When you grant permissions within Lake Formation, the grantor must specify the principal to grant permissions to, the resources to grant permissions on, and the actions that the grantee should have access to perform. For most resources within Lake Formation, the principal list and resources to grant permissions are similar, but the actions that a grantee can perform differs based on the resource type. For example, SELECT permissions are available for tables to read the tables, but SELECT permissions are not allowed on databases. The CREATE_TABLE permission is permissible on databases, but not on tables.

You can grant AWS Lake Formation permissions using two methods:

  • Named resource method – Allows you to choose database and table names while granting permissions to users.

  • LF-Tag based access control (LF-TBAC) – Users create LF-Tags, associate them with Data Catalog resources, grant Describe permission on LF-Tags, associate permissions to individual users, and write LF permissions policies using LF-Tags to different users. Such LF-Tag-based policies apply to all Data Catalog resources that are associated with those LF-Tag values.

    Note

    LF-Tags are unique to Lake Formation. They are only visible in Lake Formation and should not be confused with AWS resource tags.

    LF-TBAC is a feature that allows users to group resources into user-defined categories of LF-Tags and apply permissions on those resource groups. Hence, it is the best way to scale permissions across huge number of Data Catalog resources.

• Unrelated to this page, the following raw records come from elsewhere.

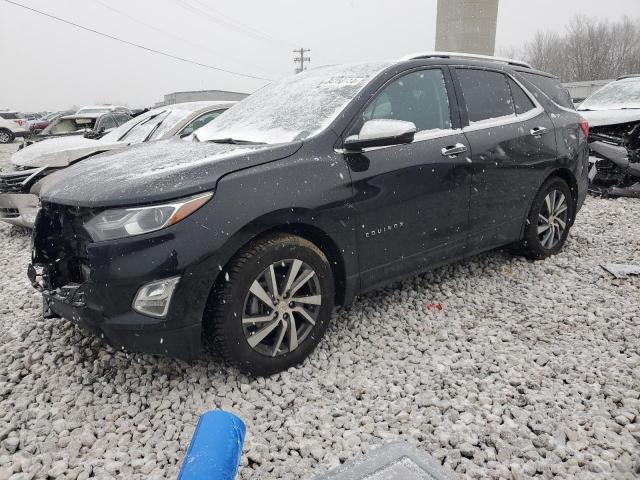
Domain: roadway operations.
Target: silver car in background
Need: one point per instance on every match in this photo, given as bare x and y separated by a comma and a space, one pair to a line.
20, 188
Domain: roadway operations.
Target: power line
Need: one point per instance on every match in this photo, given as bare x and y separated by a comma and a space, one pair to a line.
172, 35
148, 49
229, 22
301, 59
244, 26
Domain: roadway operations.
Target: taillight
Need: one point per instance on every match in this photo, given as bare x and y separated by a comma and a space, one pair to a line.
584, 126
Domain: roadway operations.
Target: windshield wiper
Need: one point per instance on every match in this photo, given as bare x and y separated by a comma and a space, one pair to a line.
235, 141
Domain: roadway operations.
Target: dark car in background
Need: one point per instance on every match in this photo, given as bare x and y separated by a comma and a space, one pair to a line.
312, 190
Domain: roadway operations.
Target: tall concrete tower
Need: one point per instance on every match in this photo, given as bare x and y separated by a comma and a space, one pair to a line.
467, 26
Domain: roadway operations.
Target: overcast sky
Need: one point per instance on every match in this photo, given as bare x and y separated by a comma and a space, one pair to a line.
49, 65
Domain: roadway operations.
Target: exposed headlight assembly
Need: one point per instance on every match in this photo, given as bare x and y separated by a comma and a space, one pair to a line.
127, 222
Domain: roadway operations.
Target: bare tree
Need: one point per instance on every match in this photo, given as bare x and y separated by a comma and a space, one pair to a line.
588, 49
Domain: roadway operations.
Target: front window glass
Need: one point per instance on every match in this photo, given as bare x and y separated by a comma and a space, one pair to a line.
199, 122
615, 95
127, 130
419, 97
295, 108
70, 125
93, 110
107, 122
486, 94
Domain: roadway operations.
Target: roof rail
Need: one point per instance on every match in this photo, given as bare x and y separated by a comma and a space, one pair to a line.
510, 61
633, 75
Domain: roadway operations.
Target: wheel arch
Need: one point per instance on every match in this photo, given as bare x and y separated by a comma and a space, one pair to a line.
316, 235
564, 174
568, 176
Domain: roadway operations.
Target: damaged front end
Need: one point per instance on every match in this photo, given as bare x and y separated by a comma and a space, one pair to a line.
615, 160
18, 200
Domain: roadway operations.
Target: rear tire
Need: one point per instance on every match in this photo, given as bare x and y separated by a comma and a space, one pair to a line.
6, 136
549, 220
289, 320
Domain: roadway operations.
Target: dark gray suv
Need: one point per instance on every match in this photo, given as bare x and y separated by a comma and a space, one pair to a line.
310, 191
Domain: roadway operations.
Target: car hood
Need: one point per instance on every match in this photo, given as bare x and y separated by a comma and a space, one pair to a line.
597, 118
60, 152
154, 172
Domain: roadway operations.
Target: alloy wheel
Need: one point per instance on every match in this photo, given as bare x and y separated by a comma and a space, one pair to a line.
552, 219
281, 307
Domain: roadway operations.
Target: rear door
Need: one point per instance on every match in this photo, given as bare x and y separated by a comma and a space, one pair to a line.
512, 142
411, 201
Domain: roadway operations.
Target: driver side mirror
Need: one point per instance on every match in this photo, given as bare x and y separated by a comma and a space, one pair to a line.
381, 133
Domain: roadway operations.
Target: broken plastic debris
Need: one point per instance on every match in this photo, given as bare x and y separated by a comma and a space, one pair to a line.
622, 270
396, 460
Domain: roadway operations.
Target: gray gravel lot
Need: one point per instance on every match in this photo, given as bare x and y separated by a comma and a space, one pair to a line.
528, 369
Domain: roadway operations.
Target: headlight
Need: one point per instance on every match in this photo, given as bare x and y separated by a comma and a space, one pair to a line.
126, 222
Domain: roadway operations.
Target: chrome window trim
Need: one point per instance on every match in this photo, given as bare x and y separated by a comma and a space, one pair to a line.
422, 136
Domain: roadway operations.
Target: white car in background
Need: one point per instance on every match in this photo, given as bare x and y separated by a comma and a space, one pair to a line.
103, 109
12, 126
19, 189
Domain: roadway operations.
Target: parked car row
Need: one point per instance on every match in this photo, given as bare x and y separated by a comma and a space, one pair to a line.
19, 189
312, 190
34, 126
12, 125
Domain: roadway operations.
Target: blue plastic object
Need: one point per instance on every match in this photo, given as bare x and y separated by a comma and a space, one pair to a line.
215, 449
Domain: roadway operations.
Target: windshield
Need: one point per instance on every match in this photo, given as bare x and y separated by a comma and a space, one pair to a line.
615, 95
152, 125
293, 109
94, 110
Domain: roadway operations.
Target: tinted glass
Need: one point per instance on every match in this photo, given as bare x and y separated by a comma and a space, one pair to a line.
419, 97
486, 94
201, 121
107, 122
551, 87
521, 100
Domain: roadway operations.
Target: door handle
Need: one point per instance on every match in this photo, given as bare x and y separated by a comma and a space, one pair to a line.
454, 150
537, 131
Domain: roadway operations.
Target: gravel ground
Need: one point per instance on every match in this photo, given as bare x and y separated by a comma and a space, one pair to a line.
498, 367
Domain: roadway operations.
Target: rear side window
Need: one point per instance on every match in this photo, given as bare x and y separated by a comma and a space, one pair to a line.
551, 87
521, 100
419, 97
486, 94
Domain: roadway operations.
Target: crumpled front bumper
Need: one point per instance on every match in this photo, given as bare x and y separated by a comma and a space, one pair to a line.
131, 332
19, 208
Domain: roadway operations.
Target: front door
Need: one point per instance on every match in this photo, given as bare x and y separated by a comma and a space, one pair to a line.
411, 201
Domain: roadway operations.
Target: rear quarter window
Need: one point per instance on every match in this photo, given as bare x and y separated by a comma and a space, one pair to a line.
486, 94
551, 87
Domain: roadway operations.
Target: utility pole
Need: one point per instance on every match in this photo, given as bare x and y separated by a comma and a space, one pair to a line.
301, 59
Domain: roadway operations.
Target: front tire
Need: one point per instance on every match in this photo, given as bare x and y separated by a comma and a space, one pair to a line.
549, 220
273, 304
6, 136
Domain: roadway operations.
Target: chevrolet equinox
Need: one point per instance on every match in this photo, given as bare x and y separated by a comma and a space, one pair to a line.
311, 191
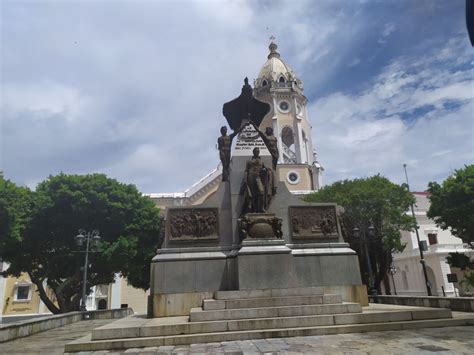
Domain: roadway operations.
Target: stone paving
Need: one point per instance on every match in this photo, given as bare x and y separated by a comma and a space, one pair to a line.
51, 341
450, 340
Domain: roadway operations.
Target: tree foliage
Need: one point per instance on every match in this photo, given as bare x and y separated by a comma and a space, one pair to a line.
374, 200
45, 248
452, 203
15, 210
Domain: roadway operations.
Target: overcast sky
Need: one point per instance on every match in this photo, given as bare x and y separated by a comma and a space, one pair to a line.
135, 89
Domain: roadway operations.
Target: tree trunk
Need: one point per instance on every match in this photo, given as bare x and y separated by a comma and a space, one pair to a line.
43, 296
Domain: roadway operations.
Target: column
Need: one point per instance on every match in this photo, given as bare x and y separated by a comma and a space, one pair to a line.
276, 130
115, 297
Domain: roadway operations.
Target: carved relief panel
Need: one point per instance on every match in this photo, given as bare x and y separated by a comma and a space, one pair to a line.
193, 224
318, 222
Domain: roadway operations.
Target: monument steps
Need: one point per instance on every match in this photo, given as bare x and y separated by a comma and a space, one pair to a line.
200, 315
285, 313
239, 303
87, 344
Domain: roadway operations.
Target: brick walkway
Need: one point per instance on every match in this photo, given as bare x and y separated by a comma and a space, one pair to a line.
51, 341
450, 340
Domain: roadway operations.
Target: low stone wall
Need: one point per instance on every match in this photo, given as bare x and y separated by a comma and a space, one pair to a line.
461, 304
32, 326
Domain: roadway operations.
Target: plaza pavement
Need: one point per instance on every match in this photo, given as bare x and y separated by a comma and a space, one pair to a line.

    For more information, see Lake Formation tag-based access control.

When you grant permissions to a principal, Lake Formation evaluates permissions as a union of all the policies for that user. For example, if you have two policies on a table for a principal where one policy grants permissions to columns col1, col2, and col3 through named resource method, and the other policy grants permissions to the same table and principal to col5, and col6 through LF-Tags, the effective permissions will be a union of the permissions which would be col1, col2, col3, col5, and col6. This also includes data filters and rows.

Data location permissions

Data location permissions provides non-administrative users the ability to create databases and tables at specific Amazon S3 locations. If a user attempts to create a database or a table in a location that they don't have permissions to create, the creation task fails. This is to prevent users from creating tables in arbitrary locations within the data lake and provides control over where those users can read and write data. There is an implicit permission when creating tables in the Amazon S3 location within the database it is being created in. For more information, see Granting data location permissions.

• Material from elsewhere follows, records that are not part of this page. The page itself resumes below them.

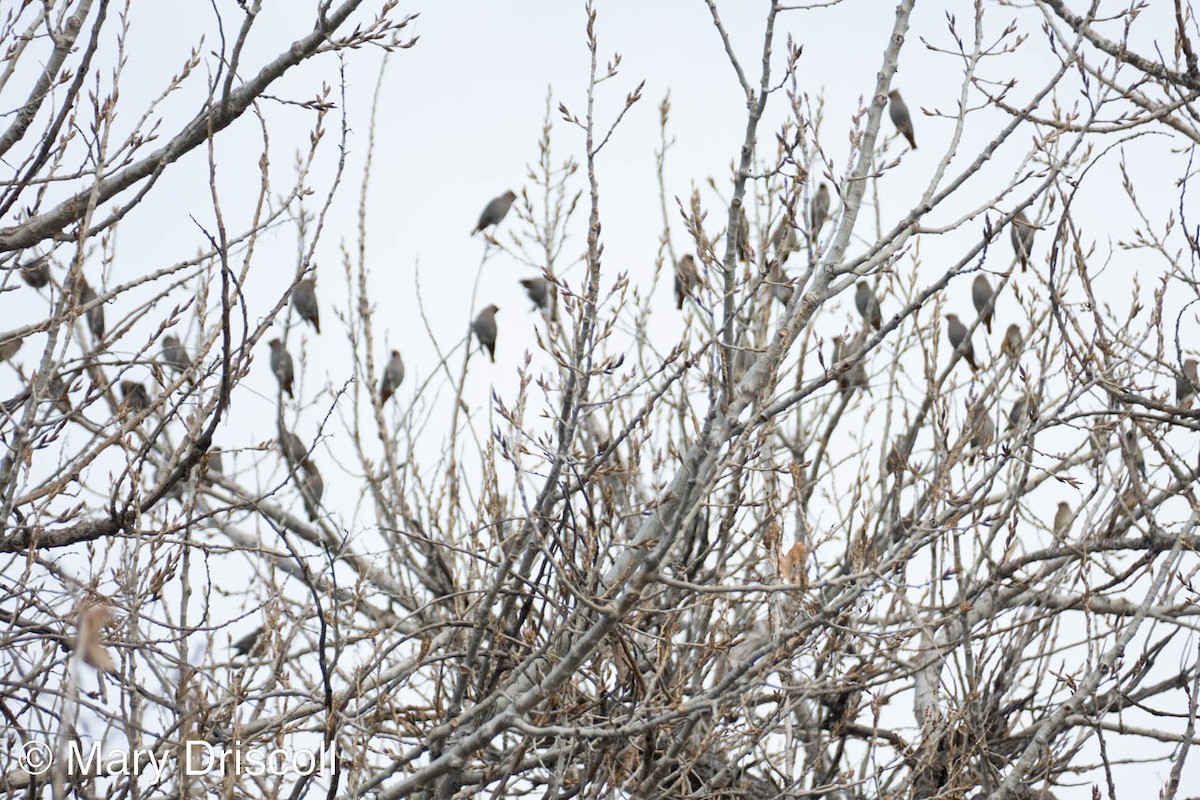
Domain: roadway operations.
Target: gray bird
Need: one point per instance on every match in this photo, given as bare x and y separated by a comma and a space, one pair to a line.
1134, 457
538, 289
868, 305
282, 366
304, 300
1021, 233
485, 330
981, 295
10, 348
174, 355
135, 397
687, 278
1062, 519
958, 335
313, 487
820, 210
780, 284
1186, 384
95, 314
393, 377
900, 116
495, 211
36, 274
1013, 342
294, 452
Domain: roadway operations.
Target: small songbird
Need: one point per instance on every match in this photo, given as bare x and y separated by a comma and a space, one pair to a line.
485, 330
1135, 458
282, 366
495, 211
868, 306
981, 428
36, 274
1013, 342
393, 377
780, 284
135, 397
1021, 234
95, 314
313, 487
10, 348
304, 300
958, 334
1062, 519
820, 210
294, 452
174, 355
538, 289
687, 278
981, 294
900, 116
1186, 384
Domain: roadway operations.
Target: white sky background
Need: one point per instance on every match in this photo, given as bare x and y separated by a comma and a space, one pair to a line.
459, 122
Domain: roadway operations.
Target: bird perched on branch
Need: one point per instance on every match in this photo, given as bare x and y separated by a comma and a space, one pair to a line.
495, 211
868, 305
981, 295
1021, 233
1186, 384
282, 366
687, 278
958, 334
1013, 341
485, 330
393, 377
174, 355
900, 116
538, 289
304, 300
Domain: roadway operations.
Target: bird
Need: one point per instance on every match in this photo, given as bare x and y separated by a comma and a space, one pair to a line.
1186, 384
485, 329
981, 295
294, 452
495, 211
281, 365
313, 487
1013, 342
10, 348
687, 278
95, 314
958, 334
981, 429
856, 376
174, 355
36, 274
868, 306
780, 284
304, 300
820, 209
538, 289
135, 397
393, 377
1062, 519
1021, 234
900, 116
1135, 458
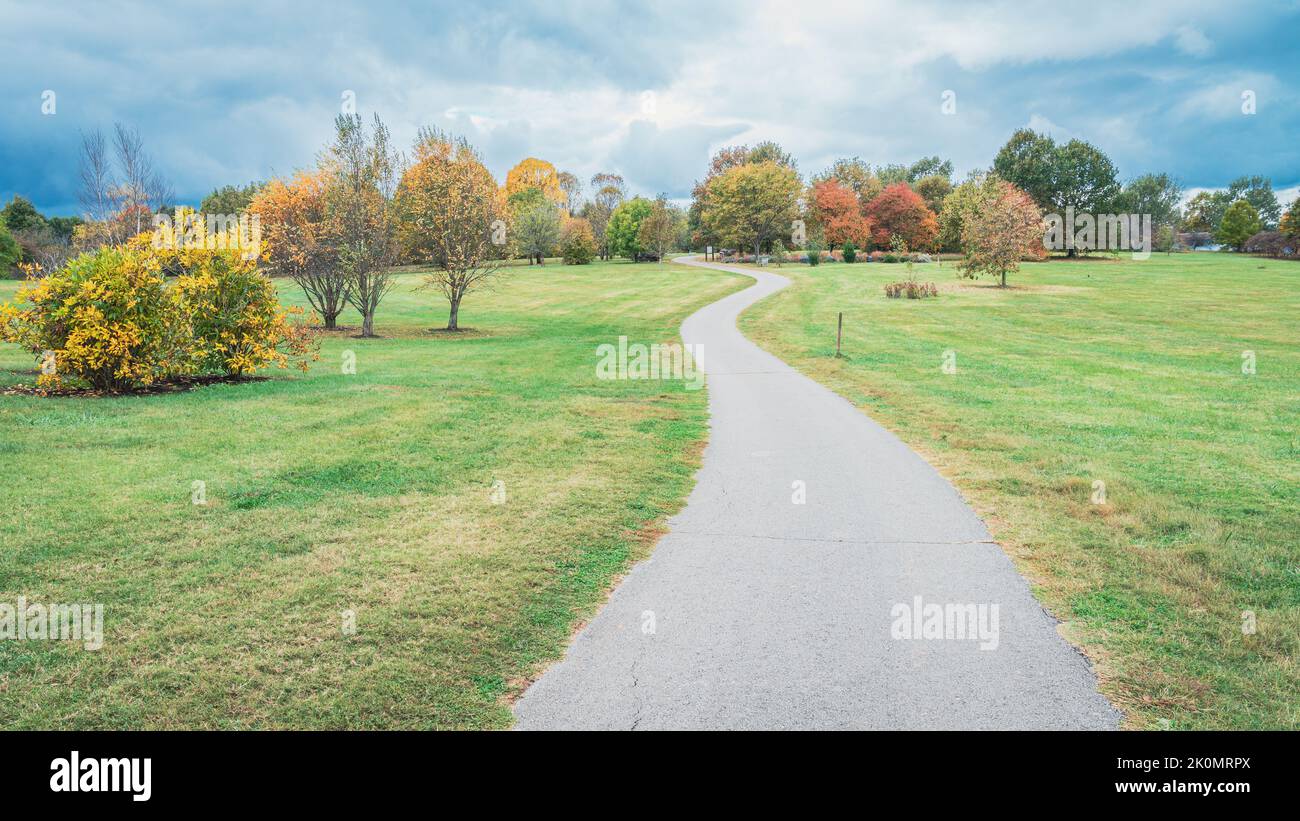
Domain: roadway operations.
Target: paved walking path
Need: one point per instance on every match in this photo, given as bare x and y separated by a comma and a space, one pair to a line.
755, 612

Create table and database permissions

Non administrative users by default don't have permissions to create databases or tables within a database. Database creation is controlled at the account-level using the Lake Formation settings so that only authorized principals can create databases. For more information, see Creating a database. To create a table, a principal requires CREATE_TABLE permission on the database where the table is being created. For more information, see Creating tables.

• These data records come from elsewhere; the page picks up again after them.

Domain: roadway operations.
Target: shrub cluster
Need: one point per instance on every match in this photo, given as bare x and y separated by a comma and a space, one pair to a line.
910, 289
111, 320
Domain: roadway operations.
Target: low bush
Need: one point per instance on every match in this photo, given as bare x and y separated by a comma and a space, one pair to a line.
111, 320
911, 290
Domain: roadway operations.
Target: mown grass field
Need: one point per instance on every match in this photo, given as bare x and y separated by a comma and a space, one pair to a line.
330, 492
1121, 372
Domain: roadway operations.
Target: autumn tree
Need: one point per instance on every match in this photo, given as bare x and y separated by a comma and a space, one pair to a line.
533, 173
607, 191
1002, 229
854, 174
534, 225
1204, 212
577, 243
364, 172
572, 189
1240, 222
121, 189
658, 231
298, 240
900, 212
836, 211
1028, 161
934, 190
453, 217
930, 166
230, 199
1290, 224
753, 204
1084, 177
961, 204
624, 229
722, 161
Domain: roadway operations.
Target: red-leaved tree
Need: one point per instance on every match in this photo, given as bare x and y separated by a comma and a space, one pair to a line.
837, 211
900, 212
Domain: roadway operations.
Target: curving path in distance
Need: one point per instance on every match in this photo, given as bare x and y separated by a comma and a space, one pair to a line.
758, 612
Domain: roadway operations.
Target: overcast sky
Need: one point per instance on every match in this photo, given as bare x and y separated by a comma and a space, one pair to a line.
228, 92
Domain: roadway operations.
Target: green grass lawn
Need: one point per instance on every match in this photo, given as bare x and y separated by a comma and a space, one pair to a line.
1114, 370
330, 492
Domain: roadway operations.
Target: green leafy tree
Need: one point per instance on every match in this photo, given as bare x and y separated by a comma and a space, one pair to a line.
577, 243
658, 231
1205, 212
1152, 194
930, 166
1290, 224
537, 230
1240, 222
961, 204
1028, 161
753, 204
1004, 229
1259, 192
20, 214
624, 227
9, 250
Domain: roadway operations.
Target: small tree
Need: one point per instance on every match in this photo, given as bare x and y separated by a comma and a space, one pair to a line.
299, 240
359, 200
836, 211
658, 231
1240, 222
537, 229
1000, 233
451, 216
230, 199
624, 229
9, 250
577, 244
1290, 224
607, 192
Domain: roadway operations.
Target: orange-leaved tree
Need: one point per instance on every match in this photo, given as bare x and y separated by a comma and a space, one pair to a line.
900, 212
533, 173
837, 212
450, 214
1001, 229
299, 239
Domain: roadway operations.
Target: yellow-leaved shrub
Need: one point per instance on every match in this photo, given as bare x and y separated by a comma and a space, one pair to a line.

Implicit and explicit permissions

Lake Formation provides implicit permissions depending on the persona and the actions that the persona performs. For example, data lake administrators automatically get DESCRIBE permissions to all resources within the Data Catalog, data location permissions to all locations, permissions to create databases and tables in all locations, as well as Grant and Revoke permissions on any resource. Database creators automatically get all database permissions on the databases that they create, and table creators get all permissions on the tables that they create. For more information, see Implicit Lake Formation permissions.

Grantable permissions

Data lake administrators have the ability to delegate the management of permissions to non administrative users by providing grantable permissions. When a principal is provided grantable permissions on a resource and a set of permissions, that principal gains the ability to grant permissions to other principals on that resource.